Background/Purpose : Accurate case-definition is important for epidemiological studies of gout. However, in multipurpose cohort studies frequently used for genome wide association studies, limited information is usually available for gout case-definition. Many different combinations of available data have been used to identify gout cases in large genetic epidemiological studies.  The aim of this study was to determine the most precise case-definition of gout from the limited items available in multipurpose cohorts for use in for population-based genetic studies.

Methods: Data from the UK Biobank were analysed. Data (including genome-wide genotypes) were available for 105,421 European participants aged 40 to 69 years without kidney disease.  Gout definitions and combinations of these definitions were identified from previous epidemiological studies.  Self-report of gout was defined by reporting of gout diagnosis by the participant at the time of study interview.  Hospital diagnosis of gout was defined by either primary or secondary hospital discharge coding for gout (ICD10 M10 including subcodes). Urate lowering therapy (ULT) use was defined by self-report of allopurinol, febuxostat, or sulphinpyrazone use, without leukemia or lymphoma (ICD10 C81-C96). Winnard-defined gout was defined by hospital diagnosis or gout specific medication (ULT or colchicine)¹.  Logistic regression was performed genome-wide using plink2 adjusted for age, sex, waist circumference, and waist circumference to height ratio.

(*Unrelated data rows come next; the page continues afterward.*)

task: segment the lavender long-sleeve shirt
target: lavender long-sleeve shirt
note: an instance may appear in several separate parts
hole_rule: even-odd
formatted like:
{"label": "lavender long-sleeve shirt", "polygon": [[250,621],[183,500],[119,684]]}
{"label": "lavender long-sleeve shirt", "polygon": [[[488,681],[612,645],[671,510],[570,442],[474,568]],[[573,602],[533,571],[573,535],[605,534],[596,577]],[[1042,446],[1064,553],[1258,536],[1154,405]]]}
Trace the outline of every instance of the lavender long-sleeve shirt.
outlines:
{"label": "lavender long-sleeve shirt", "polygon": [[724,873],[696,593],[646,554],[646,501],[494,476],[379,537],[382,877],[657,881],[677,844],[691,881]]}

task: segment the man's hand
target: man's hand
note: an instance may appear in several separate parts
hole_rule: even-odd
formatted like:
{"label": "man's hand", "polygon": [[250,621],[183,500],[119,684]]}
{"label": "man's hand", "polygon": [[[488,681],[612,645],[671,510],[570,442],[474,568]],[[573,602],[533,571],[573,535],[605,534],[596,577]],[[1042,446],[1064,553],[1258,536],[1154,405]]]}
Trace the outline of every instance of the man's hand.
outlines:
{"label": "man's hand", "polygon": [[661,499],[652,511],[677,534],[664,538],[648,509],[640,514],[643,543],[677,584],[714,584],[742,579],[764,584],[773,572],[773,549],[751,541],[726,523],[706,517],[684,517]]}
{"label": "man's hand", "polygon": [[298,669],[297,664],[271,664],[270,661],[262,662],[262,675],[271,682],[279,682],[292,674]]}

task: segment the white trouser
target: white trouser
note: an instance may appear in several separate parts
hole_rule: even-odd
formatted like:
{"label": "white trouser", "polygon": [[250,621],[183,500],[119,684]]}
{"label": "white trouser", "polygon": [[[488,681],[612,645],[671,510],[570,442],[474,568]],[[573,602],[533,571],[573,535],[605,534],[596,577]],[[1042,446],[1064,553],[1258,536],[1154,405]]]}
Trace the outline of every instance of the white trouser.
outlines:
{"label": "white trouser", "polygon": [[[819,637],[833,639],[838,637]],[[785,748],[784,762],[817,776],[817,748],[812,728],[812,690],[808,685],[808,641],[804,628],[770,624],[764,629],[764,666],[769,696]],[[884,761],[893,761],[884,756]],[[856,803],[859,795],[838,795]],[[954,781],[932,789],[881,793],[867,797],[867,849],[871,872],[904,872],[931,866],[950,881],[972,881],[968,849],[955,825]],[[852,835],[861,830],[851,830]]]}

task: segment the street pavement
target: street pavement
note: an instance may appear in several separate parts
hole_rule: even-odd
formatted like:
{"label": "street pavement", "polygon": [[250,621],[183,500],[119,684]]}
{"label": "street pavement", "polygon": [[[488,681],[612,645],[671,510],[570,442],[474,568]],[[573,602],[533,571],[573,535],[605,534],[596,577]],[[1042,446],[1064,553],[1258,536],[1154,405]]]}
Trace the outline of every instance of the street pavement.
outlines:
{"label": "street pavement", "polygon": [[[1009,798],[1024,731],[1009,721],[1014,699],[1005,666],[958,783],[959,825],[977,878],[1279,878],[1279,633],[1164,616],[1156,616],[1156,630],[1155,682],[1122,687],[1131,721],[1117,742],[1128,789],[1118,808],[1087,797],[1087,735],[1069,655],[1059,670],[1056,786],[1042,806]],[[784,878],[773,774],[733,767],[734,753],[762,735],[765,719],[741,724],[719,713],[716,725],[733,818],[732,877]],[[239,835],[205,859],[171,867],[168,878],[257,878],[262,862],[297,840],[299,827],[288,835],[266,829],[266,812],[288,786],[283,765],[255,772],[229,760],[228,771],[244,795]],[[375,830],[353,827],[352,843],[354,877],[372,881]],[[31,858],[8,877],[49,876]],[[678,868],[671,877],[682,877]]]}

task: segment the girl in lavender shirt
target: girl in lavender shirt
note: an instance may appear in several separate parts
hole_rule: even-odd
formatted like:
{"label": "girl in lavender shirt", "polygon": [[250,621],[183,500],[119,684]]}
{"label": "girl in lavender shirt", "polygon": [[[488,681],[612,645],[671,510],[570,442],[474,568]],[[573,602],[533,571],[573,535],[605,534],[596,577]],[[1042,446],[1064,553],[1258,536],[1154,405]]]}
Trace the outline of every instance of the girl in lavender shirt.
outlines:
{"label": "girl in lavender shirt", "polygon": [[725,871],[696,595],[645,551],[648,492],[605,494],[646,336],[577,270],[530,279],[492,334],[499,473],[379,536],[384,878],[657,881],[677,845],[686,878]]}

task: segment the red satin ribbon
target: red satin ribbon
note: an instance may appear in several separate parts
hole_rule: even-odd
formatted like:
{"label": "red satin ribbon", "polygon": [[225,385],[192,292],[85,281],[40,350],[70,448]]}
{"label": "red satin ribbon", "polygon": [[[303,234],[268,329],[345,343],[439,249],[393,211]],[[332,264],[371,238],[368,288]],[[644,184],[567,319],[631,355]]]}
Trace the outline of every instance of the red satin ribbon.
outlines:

Results :  There were 2066 (2.0%) gout cases defined by self-report of gout, 1652 (1.6%) defined by ULT use, 382 (0.4%) defined by hospital diagnosis, 2295 (2.2%) defined by self-report of gout or ULT use, and 1861 (1.8%) gout cases defined by Winnard-definition.  For the originally reported 10 hyperuricaemia SNPs², association with gout at genome-wide significance (P<5×10-8) was observed for 5 SNPs (ABCG2, SLC2A9, GCKR, SLC17A3 and SLC22A12) using the definition of self-report of gout and the definition of self-report of gout or ULT use, 4 SNPs (ABCG2, SLC2A9, GCKR, and SLC17A3) using the Winnard definition, 3 SNPs (ABCG2, SLC2A9, and GCKR) using the ULT use definition, and 2 SNPs (ABCG2 and SLC2A9) using the hospital diagnosis definition (Table).  The definitions of self-report of gout or ULT use, and self-report of gout alone had greatest precision for all analyses. 

Conclusion: Of existing definitions that use routinely collected data, case definitions that include self-report of gout have the greatest precision for detecting genome wide significant associations in epidemiological studies of gout. References: 1. Winnard et al Rheumatology 2012, 2. Kottgen et al Nature Genetics 2013.